Pour une campagne politique, quelle influence les moyens financiers engagés exercent-ils sur le résultat de la votation ? La question est simple, pas la réponse. Pour gagner dans les urnes, il faut certes un sujet convaincant et un message « qui prend ». Mais il est clair qu’il est aussi nécessaire d’affecter suffisamment d’argent à la campagne de votation.

Le 14 novembre dernier, les opposants à l’initiative pour des impôts équitables ont placé pour plus de 155 000 francs d’annonces dans sept journaux seulement. Ainsi, ils ont dépensé, sur un seul dimanche, plus de la moitié du budget des partisans de l’initiative.
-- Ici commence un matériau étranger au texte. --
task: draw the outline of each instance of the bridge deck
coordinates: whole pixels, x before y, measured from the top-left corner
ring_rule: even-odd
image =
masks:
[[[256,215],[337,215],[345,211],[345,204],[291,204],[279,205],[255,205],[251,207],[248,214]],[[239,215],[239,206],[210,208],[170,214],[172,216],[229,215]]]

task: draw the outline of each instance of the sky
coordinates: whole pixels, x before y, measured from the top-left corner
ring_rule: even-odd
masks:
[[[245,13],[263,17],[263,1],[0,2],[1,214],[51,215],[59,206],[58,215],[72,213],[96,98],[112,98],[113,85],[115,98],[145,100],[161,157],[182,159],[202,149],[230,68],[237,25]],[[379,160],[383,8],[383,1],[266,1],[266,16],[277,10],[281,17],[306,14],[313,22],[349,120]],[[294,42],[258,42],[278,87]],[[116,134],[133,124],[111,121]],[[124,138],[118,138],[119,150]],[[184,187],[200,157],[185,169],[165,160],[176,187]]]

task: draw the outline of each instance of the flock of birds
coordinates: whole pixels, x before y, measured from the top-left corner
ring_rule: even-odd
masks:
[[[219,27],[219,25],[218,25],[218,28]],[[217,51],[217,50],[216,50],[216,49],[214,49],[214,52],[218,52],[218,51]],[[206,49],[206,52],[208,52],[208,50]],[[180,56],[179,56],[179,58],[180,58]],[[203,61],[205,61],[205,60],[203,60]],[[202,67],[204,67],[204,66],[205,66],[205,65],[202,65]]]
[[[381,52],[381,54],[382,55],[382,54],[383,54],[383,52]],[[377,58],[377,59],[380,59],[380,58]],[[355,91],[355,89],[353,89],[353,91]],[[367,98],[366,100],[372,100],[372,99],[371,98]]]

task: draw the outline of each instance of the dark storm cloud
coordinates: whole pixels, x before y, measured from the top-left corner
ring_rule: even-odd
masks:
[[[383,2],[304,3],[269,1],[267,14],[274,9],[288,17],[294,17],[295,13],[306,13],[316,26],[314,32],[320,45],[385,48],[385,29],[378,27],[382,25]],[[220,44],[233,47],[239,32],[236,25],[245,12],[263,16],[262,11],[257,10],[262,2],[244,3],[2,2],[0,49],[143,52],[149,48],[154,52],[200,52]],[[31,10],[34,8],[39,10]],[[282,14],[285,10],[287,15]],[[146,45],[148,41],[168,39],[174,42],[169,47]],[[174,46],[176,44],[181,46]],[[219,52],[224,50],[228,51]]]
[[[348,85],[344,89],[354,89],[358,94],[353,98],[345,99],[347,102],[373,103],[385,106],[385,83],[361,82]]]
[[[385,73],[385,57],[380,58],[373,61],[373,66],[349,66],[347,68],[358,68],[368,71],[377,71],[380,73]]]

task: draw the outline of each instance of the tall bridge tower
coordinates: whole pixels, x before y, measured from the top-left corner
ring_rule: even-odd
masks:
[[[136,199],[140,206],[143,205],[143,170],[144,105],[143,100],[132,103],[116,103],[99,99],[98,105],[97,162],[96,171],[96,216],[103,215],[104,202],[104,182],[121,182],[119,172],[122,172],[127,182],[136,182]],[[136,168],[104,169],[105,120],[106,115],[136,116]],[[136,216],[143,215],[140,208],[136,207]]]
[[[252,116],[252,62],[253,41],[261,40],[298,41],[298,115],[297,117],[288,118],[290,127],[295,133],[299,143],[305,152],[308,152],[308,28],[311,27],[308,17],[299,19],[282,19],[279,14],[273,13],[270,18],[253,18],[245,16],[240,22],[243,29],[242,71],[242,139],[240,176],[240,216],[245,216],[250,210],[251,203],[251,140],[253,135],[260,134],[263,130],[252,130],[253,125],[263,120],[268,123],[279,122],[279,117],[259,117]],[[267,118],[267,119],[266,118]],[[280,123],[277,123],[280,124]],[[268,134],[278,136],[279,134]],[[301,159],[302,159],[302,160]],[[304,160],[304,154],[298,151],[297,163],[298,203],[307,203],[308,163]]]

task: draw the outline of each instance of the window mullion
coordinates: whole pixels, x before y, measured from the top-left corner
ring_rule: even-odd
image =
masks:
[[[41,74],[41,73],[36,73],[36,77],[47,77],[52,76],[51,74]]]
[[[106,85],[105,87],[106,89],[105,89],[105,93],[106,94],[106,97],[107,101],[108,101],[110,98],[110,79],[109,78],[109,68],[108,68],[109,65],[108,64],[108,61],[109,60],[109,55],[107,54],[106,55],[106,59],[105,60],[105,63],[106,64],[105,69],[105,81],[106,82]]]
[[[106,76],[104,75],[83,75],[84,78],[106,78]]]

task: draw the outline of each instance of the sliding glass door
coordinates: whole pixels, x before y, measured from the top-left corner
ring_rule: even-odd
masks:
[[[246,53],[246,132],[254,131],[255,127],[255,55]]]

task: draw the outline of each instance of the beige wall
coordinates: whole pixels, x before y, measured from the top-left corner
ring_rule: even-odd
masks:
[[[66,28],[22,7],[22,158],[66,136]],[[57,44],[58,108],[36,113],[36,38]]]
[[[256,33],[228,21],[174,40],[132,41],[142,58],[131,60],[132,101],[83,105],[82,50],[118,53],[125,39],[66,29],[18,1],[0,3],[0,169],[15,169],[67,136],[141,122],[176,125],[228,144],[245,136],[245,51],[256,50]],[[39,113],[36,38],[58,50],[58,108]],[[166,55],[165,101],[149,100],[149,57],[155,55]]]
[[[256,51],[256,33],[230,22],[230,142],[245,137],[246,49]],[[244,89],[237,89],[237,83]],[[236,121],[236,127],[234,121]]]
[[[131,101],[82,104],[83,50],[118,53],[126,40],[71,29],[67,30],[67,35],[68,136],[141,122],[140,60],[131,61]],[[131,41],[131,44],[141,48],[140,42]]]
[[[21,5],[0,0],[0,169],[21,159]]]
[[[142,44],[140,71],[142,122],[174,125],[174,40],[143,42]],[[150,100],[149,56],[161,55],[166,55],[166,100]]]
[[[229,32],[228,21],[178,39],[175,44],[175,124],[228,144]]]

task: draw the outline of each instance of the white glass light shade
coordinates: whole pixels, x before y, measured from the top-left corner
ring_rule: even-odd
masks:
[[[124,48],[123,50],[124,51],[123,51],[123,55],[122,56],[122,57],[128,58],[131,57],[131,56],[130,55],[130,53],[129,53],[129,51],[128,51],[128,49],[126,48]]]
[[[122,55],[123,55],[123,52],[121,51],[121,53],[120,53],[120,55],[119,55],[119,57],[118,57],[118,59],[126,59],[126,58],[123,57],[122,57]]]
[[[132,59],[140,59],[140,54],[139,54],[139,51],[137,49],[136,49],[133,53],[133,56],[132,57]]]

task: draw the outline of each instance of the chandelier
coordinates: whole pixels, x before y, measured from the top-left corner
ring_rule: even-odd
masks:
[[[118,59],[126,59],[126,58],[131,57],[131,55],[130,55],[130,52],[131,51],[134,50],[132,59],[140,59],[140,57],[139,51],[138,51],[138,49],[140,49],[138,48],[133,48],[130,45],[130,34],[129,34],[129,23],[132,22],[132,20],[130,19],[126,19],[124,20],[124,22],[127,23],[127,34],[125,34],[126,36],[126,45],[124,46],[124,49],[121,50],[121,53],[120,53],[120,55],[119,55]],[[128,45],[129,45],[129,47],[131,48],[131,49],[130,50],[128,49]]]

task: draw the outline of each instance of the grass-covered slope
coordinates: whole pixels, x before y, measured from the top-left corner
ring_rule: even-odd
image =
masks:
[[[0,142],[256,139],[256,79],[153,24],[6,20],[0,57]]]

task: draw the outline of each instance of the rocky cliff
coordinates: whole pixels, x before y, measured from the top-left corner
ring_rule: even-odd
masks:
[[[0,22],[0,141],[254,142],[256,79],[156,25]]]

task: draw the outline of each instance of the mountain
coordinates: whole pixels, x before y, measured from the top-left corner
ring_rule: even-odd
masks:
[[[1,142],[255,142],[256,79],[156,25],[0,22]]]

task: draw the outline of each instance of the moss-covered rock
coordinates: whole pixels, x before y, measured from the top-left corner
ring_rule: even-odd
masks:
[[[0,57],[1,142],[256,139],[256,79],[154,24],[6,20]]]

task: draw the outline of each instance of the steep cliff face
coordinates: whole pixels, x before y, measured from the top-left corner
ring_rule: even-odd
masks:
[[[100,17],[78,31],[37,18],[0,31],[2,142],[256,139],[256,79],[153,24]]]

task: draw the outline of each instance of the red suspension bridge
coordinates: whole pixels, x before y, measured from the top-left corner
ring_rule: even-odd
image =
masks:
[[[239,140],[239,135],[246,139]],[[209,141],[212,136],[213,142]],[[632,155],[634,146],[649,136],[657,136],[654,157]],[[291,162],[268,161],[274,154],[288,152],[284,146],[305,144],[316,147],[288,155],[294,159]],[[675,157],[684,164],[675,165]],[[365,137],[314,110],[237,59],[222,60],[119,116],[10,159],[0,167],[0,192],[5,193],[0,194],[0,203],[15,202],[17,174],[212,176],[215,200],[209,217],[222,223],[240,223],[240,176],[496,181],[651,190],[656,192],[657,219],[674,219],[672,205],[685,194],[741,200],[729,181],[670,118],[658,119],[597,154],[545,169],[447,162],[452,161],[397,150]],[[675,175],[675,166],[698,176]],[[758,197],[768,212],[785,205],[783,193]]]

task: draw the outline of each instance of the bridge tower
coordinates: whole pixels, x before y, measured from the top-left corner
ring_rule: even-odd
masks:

Mais il ne s’agit là que d’un « instantané » de cette campagne pour le « non » qui a coûté plusieurs millions de francs.

L’initiative aurait échoué parce que mauvaise et la campagne menée à coups de millions contre elle ne serait pour rien dans le « non » du peuple, nous disent les opposants. Car « le peuple ne se laisse pas acheter. »
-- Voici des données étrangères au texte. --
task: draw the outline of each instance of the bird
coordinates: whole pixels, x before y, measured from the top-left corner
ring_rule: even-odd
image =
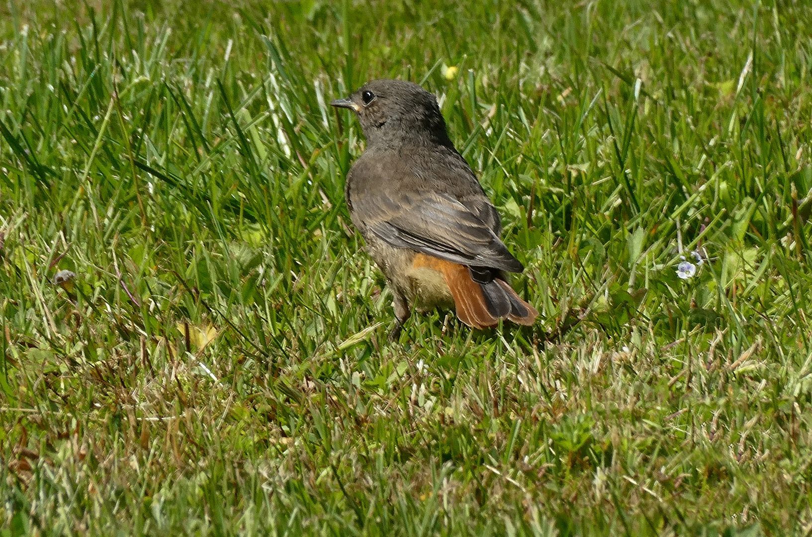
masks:
[[[434,95],[405,80],[367,82],[330,103],[353,110],[366,138],[344,197],[367,253],[394,296],[398,338],[412,308],[454,307],[476,329],[538,312],[508,283],[524,266],[499,238],[501,219],[448,137]]]

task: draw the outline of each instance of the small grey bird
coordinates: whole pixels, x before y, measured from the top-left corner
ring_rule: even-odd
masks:
[[[504,275],[524,266],[499,239],[499,214],[448,138],[434,96],[412,82],[373,80],[330,104],[354,110],[366,136],[344,194],[395,295],[391,337],[412,306],[453,305],[474,328],[500,318],[533,324],[538,312]]]

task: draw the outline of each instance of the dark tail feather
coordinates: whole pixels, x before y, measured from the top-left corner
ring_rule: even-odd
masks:
[[[516,324],[523,324],[527,327],[535,323],[536,318],[538,317],[538,311],[535,308],[521,300],[519,295],[516,294],[513,288],[505,280],[495,279],[494,283],[498,284],[505,292],[505,294],[508,295],[508,300],[510,301],[511,306],[508,318]]]

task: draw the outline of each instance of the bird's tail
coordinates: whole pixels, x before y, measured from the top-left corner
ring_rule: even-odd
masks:
[[[495,326],[500,318],[529,326],[538,312],[523,301],[510,284],[499,277],[490,281],[477,277],[468,266],[432,259],[432,268],[439,270],[454,297],[457,317],[473,328]],[[476,273],[478,275],[478,271]]]

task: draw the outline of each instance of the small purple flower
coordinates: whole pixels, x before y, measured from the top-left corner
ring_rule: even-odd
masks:
[[[683,261],[676,266],[676,276],[682,279],[690,279],[696,273],[696,265],[689,261]]]

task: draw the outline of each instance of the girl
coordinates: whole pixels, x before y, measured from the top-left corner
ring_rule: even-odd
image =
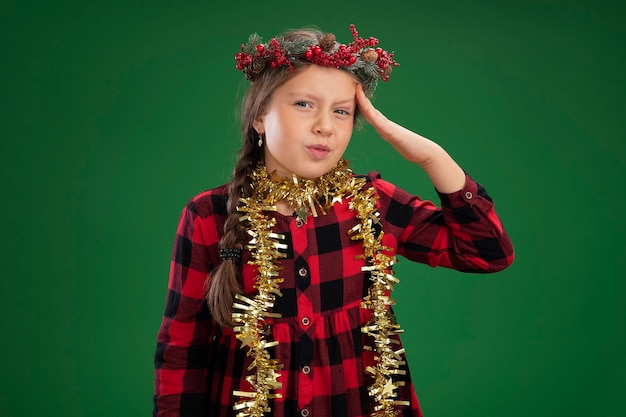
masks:
[[[183,210],[155,356],[155,416],[421,416],[398,338],[396,255],[495,272],[513,248],[484,188],[369,96],[396,66],[363,39],[293,31],[236,55],[251,81],[232,180]],[[441,207],[343,159],[369,122]]]

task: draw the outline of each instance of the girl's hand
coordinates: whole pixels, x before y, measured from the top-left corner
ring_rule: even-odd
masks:
[[[465,173],[441,146],[385,117],[365,96],[361,84],[357,84],[356,101],[361,114],[380,137],[405,159],[421,166],[437,190],[452,193],[463,188]]]

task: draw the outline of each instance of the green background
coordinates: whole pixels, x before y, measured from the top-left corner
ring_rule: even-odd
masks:
[[[234,54],[355,23],[401,66],[375,104],[489,190],[516,261],[401,261],[427,417],[626,415],[626,13],[607,1],[1,1],[0,416],[151,414],[187,199],[228,180]],[[347,157],[433,199],[373,130]]]

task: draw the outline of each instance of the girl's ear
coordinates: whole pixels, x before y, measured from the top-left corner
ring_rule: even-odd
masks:
[[[265,125],[263,124],[263,116],[259,116],[252,121],[252,127],[257,133],[262,134],[265,133]]]

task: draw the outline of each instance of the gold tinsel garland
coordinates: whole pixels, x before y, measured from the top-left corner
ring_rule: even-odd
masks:
[[[255,372],[246,380],[254,391],[233,391],[235,396],[240,397],[233,407],[239,411],[237,417],[262,417],[265,412],[271,411],[269,400],[280,398],[280,394],[273,390],[282,387],[278,382],[282,364],[272,359],[267,350],[278,342],[268,341],[271,327],[266,318],[280,317],[271,309],[275,297],[282,296],[280,283],[283,279],[279,277],[282,268],[278,260],[285,257],[280,249],[287,246],[282,243],[283,235],[272,232],[276,220],[267,212],[276,211],[276,203],[282,201],[289,207],[295,207],[298,219],[306,222],[307,216],[318,216],[318,209],[325,214],[334,203],[342,203],[344,199],[349,200],[349,208],[359,221],[349,233],[352,240],[363,242],[363,254],[359,258],[365,261],[363,271],[370,274],[372,281],[369,294],[361,303],[362,308],[372,312],[372,319],[361,329],[373,338],[372,346],[364,346],[364,349],[374,352],[374,365],[365,369],[373,379],[368,387],[368,393],[375,402],[372,417],[397,416],[399,410],[394,406],[407,406],[409,402],[396,400],[395,390],[404,382],[393,378],[394,375],[405,374],[400,369],[405,365],[401,357],[404,349],[394,350],[392,346],[399,343],[394,335],[402,332],[390,310],[394,302],[389,295],[398,283],[392,271],[396,258],[386,254],[391,249],[382,246],[383,232],[376,232],[375,225],[379,223],[380,214],[376,208],[374,189],[365,188],[366,180],[355,178],[343,159],[316,180],[303,180],[295,175],[291,181],[272,178],[263,165],[251,174],[251,180],[252,195],[241,199],[238,210],[244,213],[240,221],[251,236],[246,249],[251,253],[249,263],[257,267],[255,289],[258,292],[254,299],[237,296],[233,304],[233,330],[242,348],[247,346],[247,355],[253,358],[248,370],[255,369]]]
Il est vrai que ce sont les citoyennes et les citoyens qui décident de leur vote. Mais pour le faire, ils ont besoin d’informations nécessaires pour pouvoir trancher. Une démocratie qui fonctionne doit garantir que les deux parties en présence puissent convenablement communiquer leurs arguments à la population

Il est également vrai qu’un porte-monnaie mieux garni ne permet pas obligatoirement de gagner une votation. On l’a vu par exemple lors du scrutin sur les baisses des rentes du deuxième pilier au printemps dernier. Avec la gauche, les syndicats firent mordre la poussière à ce projet en menant de nombreuses activités à la base qui compensèrent quelque peu l’inégalité des « armes » aux mains des uns et des autres. Toutefois, nombre d’experts s’accordent à dire qu’une campagne onéreuse peut faire pencher la balance si les deux camps sont de force presque égale.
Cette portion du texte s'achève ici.